A simple URL shortening service, designed to convert longer URLs into concise, unique keys. This service provides the capability to use the unique key to access the original URL seamlessly.
- URL Compression: The service accepts a URL and generates a unique key representing the corresponding URL.
- URL Redirection: Clients are can accessing the original link via the unique key provided to them.
- CRUD Operations: Clients can create, read, update and delete their own links.
sequenceDiagram
participant Client
participant Server
participant Destination Server
Client ->> Server: visit short URL
Server ->> Client: HTTP/301 permanent redirect to long URL
Client ->> Destination Server: redirected to long URL
- The client will resolve our load balancer hostname via DNS
- The load balancer will forward our requests to a series of back end servers
- If the short URL is already in the cache return its long URL
- On cache miss look up the long URL from database
- Long URL is returned to the user with a redirect
A breakdown of the API endpoints can be found here
Keeping the hash length short is important while allowing us to store a large number of unique short URLs.
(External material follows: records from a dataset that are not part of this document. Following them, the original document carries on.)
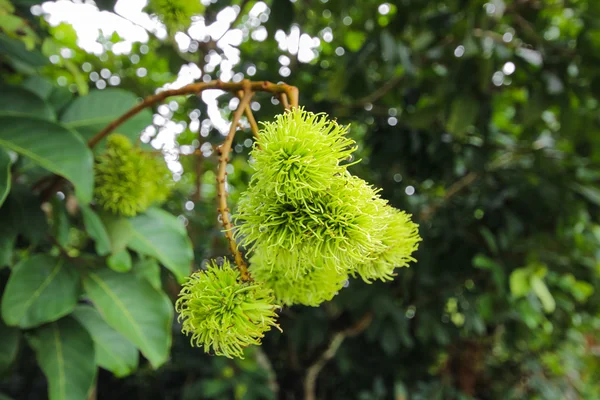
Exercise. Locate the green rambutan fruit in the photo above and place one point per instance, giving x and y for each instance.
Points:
(129, 180)
(310, 288)
(224, 314)
(338, 227)
(176, 14)
(400, 238)
(299, 153)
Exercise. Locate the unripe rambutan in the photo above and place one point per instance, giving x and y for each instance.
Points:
(176, 14)
(311, 288)
(129, 180)
(400, 238)
(223, 314)
(299, 153)
(338, 227)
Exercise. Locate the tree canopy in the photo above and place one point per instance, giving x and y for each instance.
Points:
(479, 118)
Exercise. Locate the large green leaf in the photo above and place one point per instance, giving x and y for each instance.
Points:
(65, 352)
(113, 351)
(95, 228)
(120, 261)
(53, 147)
(5, 163)
(9, 345)
(40, 289)
(118, 229)
(135, 309)
(21, 214)
(160, 234)
(21, 102)
(89, 114)
(148, 268)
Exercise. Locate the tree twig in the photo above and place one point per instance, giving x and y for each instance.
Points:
(224, 150)
(196, 88)
(263, 361)
(312, 373)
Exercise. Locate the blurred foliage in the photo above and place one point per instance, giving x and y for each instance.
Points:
(479, 117)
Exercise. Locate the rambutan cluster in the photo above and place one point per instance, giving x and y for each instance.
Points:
(307, 222)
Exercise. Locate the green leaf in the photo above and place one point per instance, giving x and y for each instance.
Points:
(60, 222)
(40, 289)
(9, 345)
(118, 229)
(541, 290)
(65, 352)
(483, 262)
(463, 113)
(39, 85)
(5, 163)
(160, 234)
(7, 243)
(148, 269)
(113, 351)
(52, 146)
(28, 61)
(135, 309)
(519, 282)
(120, 261)
(89, 114)
(95, 228)
(17, 101)
(22, 214)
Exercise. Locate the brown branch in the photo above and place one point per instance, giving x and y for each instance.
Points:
(198, 161)
(312, 373)
(195, 88)
(224, 150)
(250, 117)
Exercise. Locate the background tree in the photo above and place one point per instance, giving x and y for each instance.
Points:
(480, 118)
A hash length of 7 characters will give us 62^7 (approximately 3.5 trillion) unique short URLs.
The hashing functionality can be found in internal/shortener/
with a comprehensive test suite to ensure reliability.
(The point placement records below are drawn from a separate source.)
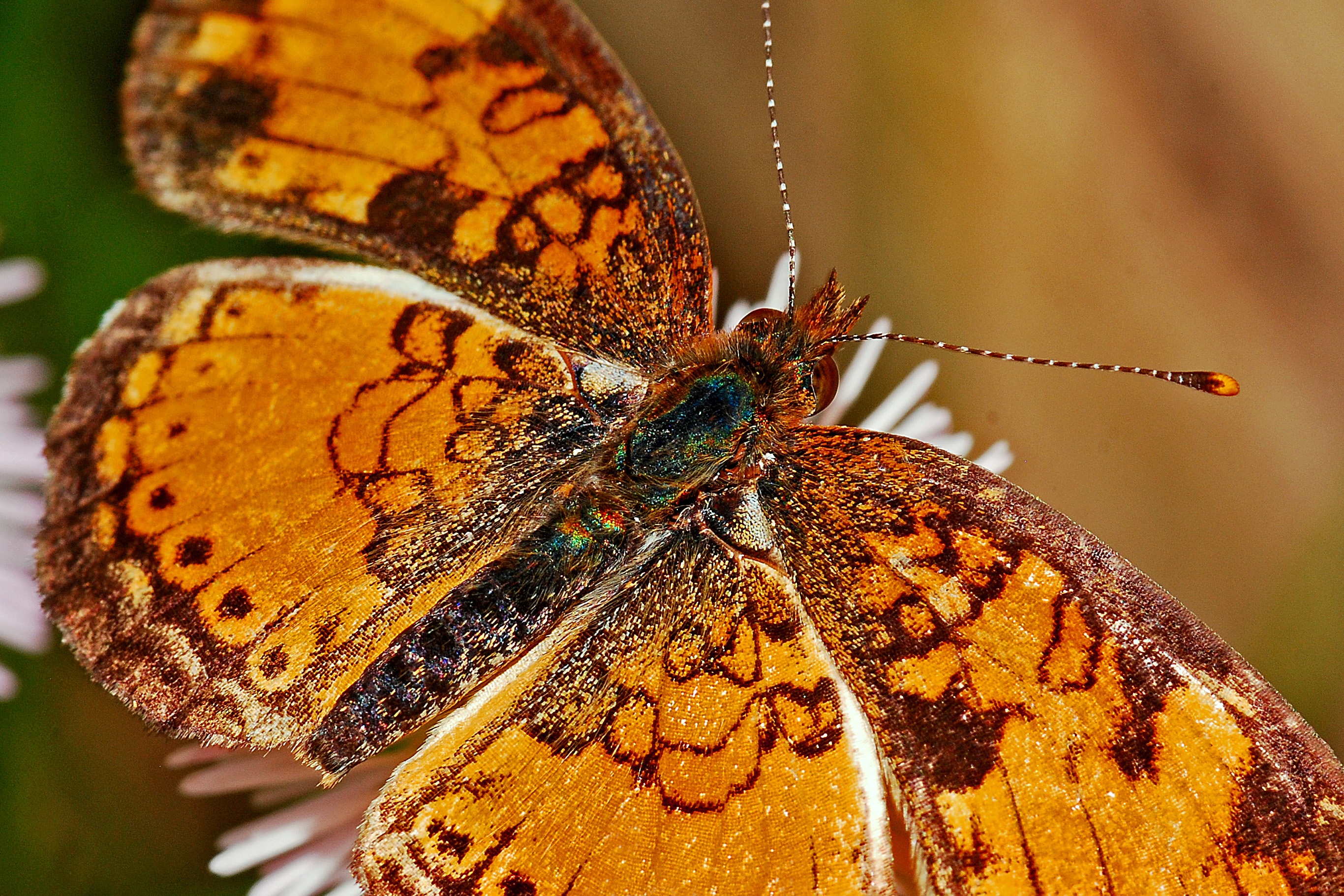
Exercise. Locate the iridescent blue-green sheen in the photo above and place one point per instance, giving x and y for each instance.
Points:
(697, 431)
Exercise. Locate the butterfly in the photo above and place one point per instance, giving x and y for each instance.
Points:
(676, 639)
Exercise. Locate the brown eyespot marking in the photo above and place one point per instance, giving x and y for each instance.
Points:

The hash we generate is derived from an MD5 hash of the input string.
An essential aspect of our hashing mechanism is collision detection. The hashCollisionDetection()
function recursively checks if the hash already exists in the database.
If a collision is detected, a new hash is generated by appending a predefined string to the original
long URL until a unique hash is created.
flowchart TD
A[Input Long URL] --> B[Hash Function]
B --> C[Short URL]
C --> D{Exists In DB?}
D -->|Yes: Hash Collision| F[Long URL + Predefined String * N]
D -->|No| E[Save to DB]
F -->|N + 1| A
Authentication is handled through the use of JSON Web Tokens (JWT).
Upon a valid login request to the /api/v1/login
endpoint, the client receives:
- Access Token: Valid for 1 hour, used to access protected endpoints.
- Refresh Token: Valid for 60 days, used to obtain a new access token without requiring the user to log in again.
Clients use the access token to access endpoints that require authentication, such as
/api/v1/data/shorten
. When the access token expires, the client can obtain a new one from the
/api/v1/refresh
endpoint using the refresh token.
Finally, when the refresh token expires, the client must request a new set of tokens
(both access token and refresh token) by logging in again at the /api/v1/login
endpoint.
The security considerations around the use of JWTs are:
- HTTPs should always be used as a transmission protocol between client and server
- Clients should look to securely store tokens for example using
HttpOnly
cookie (This would be communicated with the front end team). - Access tokens have a short lifetime and refresh tokens can be revoked from the database.
- The JWT signing secret my remain secure, I would look to store this in some secret storage platform such as Hashicorp Vault or AWS Secrets Manager.
sequenceDiagram
participant Client
participant Server
Client->>Server: POST /api/v1/login (credentials)
Server-->>Client: access token (1 hour) & refresh token (60 days)
Client->>Server: POST /api/v1/data/shorten (access token)
Server-->>Client: Data
Note over Client: access token expires
Client->>Server: POST /api/v1/refresh (refresh token)
Server-->>Client: new access token (1 hour)
Note over Client: refresh token expires